4 thoughts on “Will Rising Enrollments Stifle Partnerships?

  1. I think we can make a case for this rebound increasing the importance of high school CS courses and teachers. As a high volume of students rushes to study CS, high school teachers can provide valuable information on the likelihood of a student’s success in a college CS program and can help steer the most interested and able students to appropriate departments.
    Departments who directly admit students out of high school do so fairly blindly, using math and science grades as proxies for CS interest and ability. Some students have mastered the art of taking math/science courses without having much ability for the kind of problem-solving CS highlights. On the other hand, many students get burned out on high school math and science and would really shine in CS but never get a chance to if their high school grades aren’t high enough. Perhaps most alarmingly, many students who could be good at CS never even attempt it in college. As we enter a boom, colleges will have more leeway to think about diversity so it becomes even more important that the high schools send qualified candidates of varied backgrounds their way.
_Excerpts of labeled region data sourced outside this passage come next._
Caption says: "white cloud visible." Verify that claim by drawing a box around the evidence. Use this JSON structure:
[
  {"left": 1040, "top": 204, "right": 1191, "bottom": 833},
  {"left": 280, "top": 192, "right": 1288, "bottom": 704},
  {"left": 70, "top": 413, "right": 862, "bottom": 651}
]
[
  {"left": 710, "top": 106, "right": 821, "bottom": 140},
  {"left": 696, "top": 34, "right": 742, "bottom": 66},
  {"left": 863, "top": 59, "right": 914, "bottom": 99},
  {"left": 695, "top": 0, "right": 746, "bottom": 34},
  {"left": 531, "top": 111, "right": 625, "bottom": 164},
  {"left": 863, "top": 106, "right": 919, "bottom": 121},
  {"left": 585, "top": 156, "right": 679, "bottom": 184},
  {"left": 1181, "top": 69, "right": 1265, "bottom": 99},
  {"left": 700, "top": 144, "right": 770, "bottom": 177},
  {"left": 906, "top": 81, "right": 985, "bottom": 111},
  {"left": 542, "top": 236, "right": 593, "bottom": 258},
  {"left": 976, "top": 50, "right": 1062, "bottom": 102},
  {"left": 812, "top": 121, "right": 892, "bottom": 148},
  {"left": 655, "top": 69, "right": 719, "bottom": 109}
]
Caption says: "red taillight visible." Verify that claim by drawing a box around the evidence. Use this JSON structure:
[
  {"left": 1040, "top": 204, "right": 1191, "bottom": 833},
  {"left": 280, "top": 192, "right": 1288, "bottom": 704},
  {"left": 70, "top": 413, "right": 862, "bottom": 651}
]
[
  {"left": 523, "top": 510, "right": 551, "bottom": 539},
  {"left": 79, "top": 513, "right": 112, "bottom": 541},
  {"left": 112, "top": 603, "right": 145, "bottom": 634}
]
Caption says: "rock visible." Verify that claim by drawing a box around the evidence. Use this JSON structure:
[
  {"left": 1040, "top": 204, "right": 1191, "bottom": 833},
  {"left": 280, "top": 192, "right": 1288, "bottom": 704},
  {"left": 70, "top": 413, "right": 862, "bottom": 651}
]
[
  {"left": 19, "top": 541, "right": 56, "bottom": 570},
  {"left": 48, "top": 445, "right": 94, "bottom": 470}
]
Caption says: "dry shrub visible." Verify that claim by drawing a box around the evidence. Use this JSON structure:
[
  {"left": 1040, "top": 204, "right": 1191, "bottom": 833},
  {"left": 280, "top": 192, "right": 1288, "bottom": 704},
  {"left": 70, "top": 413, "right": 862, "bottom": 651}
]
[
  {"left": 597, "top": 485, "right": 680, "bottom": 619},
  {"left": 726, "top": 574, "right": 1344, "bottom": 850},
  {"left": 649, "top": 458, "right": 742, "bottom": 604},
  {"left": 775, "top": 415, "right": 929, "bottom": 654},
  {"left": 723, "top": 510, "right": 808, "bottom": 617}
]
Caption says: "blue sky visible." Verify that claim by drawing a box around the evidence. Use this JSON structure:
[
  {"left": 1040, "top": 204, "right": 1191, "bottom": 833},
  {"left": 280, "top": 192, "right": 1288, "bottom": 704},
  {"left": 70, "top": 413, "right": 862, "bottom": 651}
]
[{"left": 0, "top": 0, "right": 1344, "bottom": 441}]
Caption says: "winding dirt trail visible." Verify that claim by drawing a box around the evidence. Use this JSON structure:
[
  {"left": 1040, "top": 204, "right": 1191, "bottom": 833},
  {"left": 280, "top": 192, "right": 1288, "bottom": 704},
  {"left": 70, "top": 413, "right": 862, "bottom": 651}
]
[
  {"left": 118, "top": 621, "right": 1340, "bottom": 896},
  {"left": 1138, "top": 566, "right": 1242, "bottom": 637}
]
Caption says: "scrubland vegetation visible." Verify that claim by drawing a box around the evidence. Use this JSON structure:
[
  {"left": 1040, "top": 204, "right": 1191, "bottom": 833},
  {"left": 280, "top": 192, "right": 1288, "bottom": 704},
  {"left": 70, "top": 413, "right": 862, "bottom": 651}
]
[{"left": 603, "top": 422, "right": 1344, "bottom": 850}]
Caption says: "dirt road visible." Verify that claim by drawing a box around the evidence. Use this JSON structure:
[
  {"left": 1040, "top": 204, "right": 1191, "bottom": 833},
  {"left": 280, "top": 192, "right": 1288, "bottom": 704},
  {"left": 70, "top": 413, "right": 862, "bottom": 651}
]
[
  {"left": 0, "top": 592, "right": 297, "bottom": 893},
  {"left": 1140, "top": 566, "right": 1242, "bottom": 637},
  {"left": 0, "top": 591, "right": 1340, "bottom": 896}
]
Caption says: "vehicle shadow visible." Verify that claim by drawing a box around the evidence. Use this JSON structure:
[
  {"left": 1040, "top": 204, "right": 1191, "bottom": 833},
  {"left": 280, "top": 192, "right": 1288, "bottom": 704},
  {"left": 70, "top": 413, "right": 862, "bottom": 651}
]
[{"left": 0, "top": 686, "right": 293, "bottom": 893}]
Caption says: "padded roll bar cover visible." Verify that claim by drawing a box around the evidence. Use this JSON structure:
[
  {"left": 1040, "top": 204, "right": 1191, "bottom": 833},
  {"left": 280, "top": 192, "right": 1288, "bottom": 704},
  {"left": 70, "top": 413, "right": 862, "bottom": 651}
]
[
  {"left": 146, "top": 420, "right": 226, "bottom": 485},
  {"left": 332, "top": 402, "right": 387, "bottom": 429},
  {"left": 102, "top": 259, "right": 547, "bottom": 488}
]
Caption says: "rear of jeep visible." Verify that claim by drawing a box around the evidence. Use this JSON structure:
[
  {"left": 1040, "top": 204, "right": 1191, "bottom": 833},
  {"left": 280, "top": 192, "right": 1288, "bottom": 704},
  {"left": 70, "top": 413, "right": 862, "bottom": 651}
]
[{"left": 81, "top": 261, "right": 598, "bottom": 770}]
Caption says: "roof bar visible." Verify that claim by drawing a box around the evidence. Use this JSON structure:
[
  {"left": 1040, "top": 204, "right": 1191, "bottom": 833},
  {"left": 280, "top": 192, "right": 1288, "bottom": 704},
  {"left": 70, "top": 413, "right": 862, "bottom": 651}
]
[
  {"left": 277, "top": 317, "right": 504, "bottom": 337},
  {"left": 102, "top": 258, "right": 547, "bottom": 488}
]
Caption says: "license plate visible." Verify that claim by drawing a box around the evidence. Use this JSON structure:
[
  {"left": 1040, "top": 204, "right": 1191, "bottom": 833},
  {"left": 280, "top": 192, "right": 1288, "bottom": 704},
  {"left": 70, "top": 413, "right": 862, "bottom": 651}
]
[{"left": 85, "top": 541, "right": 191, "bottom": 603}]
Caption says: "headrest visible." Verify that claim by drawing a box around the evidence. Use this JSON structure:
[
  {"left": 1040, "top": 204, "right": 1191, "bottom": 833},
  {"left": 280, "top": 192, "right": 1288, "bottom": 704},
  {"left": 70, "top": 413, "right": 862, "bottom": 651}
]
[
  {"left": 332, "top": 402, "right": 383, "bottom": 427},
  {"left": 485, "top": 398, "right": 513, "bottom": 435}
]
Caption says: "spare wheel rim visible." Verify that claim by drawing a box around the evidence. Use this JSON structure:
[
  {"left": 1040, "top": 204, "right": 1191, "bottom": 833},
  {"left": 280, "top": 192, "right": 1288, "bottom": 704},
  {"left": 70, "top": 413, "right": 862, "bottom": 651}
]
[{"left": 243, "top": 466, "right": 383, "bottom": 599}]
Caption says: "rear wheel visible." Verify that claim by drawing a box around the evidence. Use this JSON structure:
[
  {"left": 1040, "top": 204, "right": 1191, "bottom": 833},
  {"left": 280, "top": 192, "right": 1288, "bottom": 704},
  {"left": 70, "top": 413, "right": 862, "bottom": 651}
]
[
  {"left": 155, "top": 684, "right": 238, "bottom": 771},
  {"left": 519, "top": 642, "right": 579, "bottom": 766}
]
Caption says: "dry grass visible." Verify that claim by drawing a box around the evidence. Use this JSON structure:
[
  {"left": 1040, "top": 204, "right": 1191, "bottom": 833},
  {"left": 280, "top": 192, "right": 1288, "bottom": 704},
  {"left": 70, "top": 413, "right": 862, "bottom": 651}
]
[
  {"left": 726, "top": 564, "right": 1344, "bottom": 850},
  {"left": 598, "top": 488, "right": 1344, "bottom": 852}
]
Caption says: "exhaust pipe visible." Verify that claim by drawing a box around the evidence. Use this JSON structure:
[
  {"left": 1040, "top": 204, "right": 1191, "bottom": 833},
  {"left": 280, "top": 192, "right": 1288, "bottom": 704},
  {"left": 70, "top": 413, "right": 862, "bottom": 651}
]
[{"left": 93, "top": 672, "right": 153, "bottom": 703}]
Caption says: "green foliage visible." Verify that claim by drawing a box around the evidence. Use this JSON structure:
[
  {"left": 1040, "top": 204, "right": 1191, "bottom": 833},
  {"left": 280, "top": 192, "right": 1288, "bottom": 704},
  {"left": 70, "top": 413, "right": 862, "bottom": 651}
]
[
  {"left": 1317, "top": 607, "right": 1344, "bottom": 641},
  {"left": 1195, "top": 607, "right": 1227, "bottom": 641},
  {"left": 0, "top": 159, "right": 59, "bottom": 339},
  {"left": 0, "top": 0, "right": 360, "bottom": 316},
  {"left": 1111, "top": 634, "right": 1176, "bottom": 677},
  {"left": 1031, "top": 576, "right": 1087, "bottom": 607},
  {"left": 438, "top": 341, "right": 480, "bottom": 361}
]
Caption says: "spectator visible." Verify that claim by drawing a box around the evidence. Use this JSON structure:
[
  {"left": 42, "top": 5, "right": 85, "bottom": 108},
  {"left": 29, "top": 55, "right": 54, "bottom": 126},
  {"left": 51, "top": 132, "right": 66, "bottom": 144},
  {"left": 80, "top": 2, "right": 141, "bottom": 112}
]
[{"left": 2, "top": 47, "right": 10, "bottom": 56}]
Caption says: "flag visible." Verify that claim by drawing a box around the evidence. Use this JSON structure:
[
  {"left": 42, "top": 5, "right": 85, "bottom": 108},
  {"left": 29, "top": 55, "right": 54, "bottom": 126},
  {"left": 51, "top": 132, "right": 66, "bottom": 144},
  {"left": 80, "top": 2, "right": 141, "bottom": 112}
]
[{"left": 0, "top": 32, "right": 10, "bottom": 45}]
  2. I don’t think too many are going to relax after one or two years of good data. I think history tells many of us that education can be counter cyclical. That is to say that while the ecomony is bad more people go to school. CS may be getting some of the benefit of that. But we know that alone will not last. We are still not seeing all the diversity we need either so people understand that there is work to be done there as well. So I am hopeful. I know that were I work I am hearing more conversations about encoraging younger and younger people to become interested in the field. We realize that the pipeline has to be kept full and that work must be done to make sure that happens.

  3. I know that were I work I am hearing more conversations about encoraging younger and younger people to become interested in the field.